Fourth, if there are risks involved in going for the military option - which obviously there are -- are they greater, or lesser, than the risks of doing nothing? David Cameron spoke in the Commons yesterday of the need "to make a judgement". His own was that the risks of doing nothing clearly outweigh the risks of military action. The majority of MPs disagreed.

Fifth, does the government have the right to go to war even when all the evidence suggests that a clear majority of voters are against military intervention? Answer: what about 1938, when most British voters were deeply sceptical about going to war over what the then prime minister called "a quarrel in a far away country between people of whom we know nothing"? Who was right then?

Sixth, what does history tell us? Look at Bosnia, for example, in 1995, or Kosovo in 1999, or Sierra Leone in 2000, or East Timor in 2006 - where foreign interventions did stop the slaughter of civilians. On the other hand, you could look at US military action in Lebanon in 1983, or Libya in 1986, or Iraq and Sudan in 1998, where the only consequences were bad ones. Often very bad ones. The lesson from history? Inconclusive, to put it mildly.

Seventh, what are the best-case and worst-case scenarios after even a limited military intervention?

Best-case: the Syrian military rise up against Assad, whom they accuse of destroying the country, topple him and immediately offer unconditional political transition negotiations with all opposition groups, who accept with joy in their hearts.

Worst-case: a US missile strike hits an Iranian revolutionary guard facility, killing dozens of Iranians. Hizbollah launch an all-out assault on northern Israel, which responds with devastating attacks in both Lebanon and Syria.
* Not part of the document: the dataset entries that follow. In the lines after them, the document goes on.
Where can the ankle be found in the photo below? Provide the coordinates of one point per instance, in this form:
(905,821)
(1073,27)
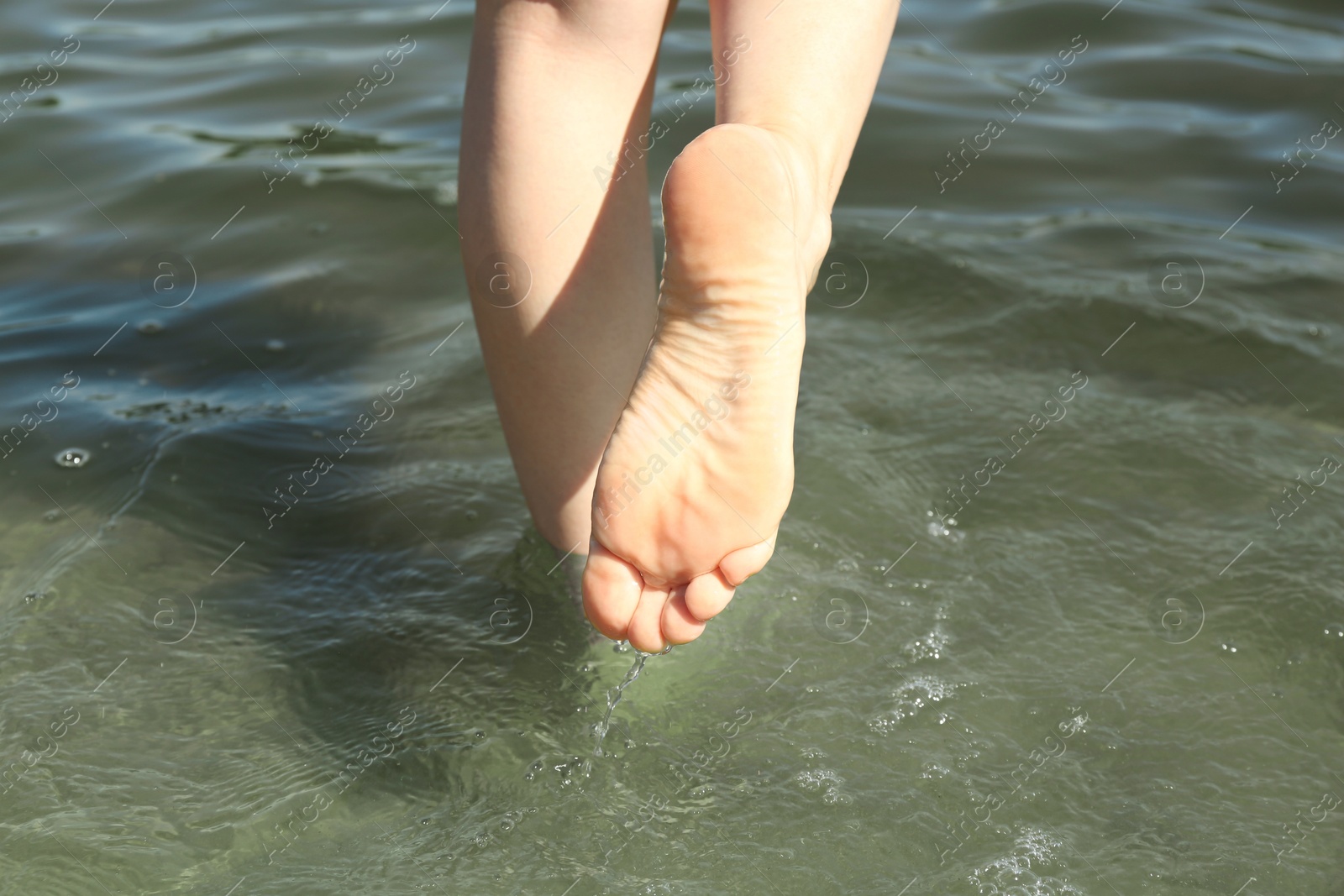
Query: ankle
(811,177)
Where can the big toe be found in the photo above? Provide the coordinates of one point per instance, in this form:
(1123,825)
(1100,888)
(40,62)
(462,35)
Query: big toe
(611,593)
(745,563)
(707,595)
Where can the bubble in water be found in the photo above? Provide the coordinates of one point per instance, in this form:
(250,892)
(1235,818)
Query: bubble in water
(73,458)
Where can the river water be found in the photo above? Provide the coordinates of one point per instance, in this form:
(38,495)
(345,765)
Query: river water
(1095,307)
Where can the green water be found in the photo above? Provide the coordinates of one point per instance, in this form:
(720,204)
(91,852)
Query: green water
(1117,671)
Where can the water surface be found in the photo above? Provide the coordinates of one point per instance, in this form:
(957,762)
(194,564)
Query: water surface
(1113,664)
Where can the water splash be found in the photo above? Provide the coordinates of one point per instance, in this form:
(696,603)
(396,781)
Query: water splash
(618,692)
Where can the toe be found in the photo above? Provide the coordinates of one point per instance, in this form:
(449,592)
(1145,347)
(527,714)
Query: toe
(707,595)
(679,625)
(645,631)
(611,593)
(746,562)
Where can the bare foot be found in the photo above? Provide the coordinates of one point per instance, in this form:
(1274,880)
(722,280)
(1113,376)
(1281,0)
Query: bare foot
(699,469)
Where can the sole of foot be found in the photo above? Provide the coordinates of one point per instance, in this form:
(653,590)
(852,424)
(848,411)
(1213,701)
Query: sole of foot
(699,470)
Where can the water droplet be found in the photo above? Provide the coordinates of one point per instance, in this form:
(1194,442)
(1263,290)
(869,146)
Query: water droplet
(73,458)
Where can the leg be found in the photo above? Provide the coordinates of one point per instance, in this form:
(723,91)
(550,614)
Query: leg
(701,466)
(553,90)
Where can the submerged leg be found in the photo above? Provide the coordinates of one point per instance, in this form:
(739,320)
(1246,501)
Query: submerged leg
(559,265)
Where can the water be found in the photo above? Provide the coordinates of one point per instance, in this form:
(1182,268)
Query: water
(616,694)
(1119,671)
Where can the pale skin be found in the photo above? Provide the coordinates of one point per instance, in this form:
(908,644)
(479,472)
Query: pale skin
(652,426)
Turkey sends tens of thousands of troops to the Syrian border, where masses of terrified civilians are trying to flee. Saudi Arabia and Qatar pour weapons into the rebels' hands, while pro-Assad fighters swarm across the border from Iraq to bolster the Shia cause. Shall I stop?

Just a couple of quick points about the political fall-out. First, the enduring effect of the Iraq trauma: MPs were determined not to take at face value, as they did a decade ago, the assurances of a prime minister about what intelligence assessments reveal. Will they ever believe such assessments again?

And second, yes, clearly David Cameron's authority has been deeply dented - but so has the UK's reputation as one of the few Western nations always in the forefront of attempts to impose their will on far-away conflicts. Whether that makes the world a safer or less safe place is a discussion for another day.